I can (and am looking at right now) run an entire emulated BBC Model B Computer running a BASIC adventure game in the browser... except there's no way of saving the game because, shrug, browsers aren't allowed to write to the local filesystem. Even just to one designated file selected manually by an out-of-browser 'file open' dialog box.
I guess I'm getting my information from nobody ever using it! Like, for instance, Tiddlywiki writing a whole baroque EXE plus plugin system to implement saving!
So it's there and it works? Cross browsers? And we can save files in it? And remember the file name across browser invocations?
like I wouldn't mind if, eg, I had to manually associate any given URL with a local folder, and then it couldn't ever access anything outside that folder (unless I manually accessed the file navigation UI, which the browser wouldn't be able to fake). I think I could cope with that level of manual intervention and I think that would give enough security maybe?
@natecull @teleclimber see i am a bit of a radical and i think fundamentally filesystems are a bad idea and if we can avoid ever using them we should. the main reason we are still kinda forced into using them is it’s the only non limited way we have of sharing information between systems, so if someone forward thinking like apple stops us from having a “real” file system it can feel like handcuffs when we want to get data in or out.
I wouldn't, in principle, be *completely* against replacing filesystems, with some kind of object store, as long as
1) I can still preserve my data as readable and transferrable to other media on a timeframe of at least several decades
2) access to my data is not gated through any Internet-connected entity.
I want the right to have my data stay physically local to my machine, and the right to copy and move it onto physical media.
@natecull @teleclimber the appealing thing about a file is that it’s a fucking thing. humans can deal with fucking things. we can’t as easily deal with giant webs of interdependant references, as i’ve seen you musing about.
the mac classic file system was really something though. each file could have a blob of data in it, sure, as you expect, but each one also had a database associated with it. if you’re an app developer you could just write to that database, and that’s your “file”
@natecull @teleclimber so you could really split the concept of “file system” into two peices: the physical inplementation, and the UI that presents users with “things”, and the list of affordances those things permit. the physical implementation of the thing doesn’t really need to be a stream of bytes.
Agreed, a stream of bytes is not very wonderful, it forces every program to be its own from-scratch parser, which is a hassle and a security nightmare.
I wonder though if we could do something like I'm suggesting (eg: gather up all the external references and bundle them together) for object-soup systems.
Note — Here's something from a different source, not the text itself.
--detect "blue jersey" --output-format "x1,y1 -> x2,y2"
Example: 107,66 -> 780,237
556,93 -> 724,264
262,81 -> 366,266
I feel like it would solve a lot of issues we currently have with package management, version control, etc. The same pattern happens again and again.
@natecull @teleclimber i feel like maybe this was the missed lesson of smalltalk’s OOP. not that I’ve used it, but i think the idea was an “object” was supposed to be “the fucking thing”, and that you should be able to expect to pick up an object, stick it in an entirely foreign system, and have it just fucking work without it complsining about missing libraries. that the boundary of the object is message passing, not binary or lexical linkages. like the js worker api.
But of course it turned out that an object always relied on a whole bunch of other objects, and there was no way for objects to 'literally contain' other objects other than just referring to them. So we got all sorts of non-object metaphors for 'containment'. Modules, libraries, packages, projects...
you could do all that same stuff in a single process of course, but if it’s possible to just passively reference something, you definitely will, instead of designing a protocol for communication with the thing using messages.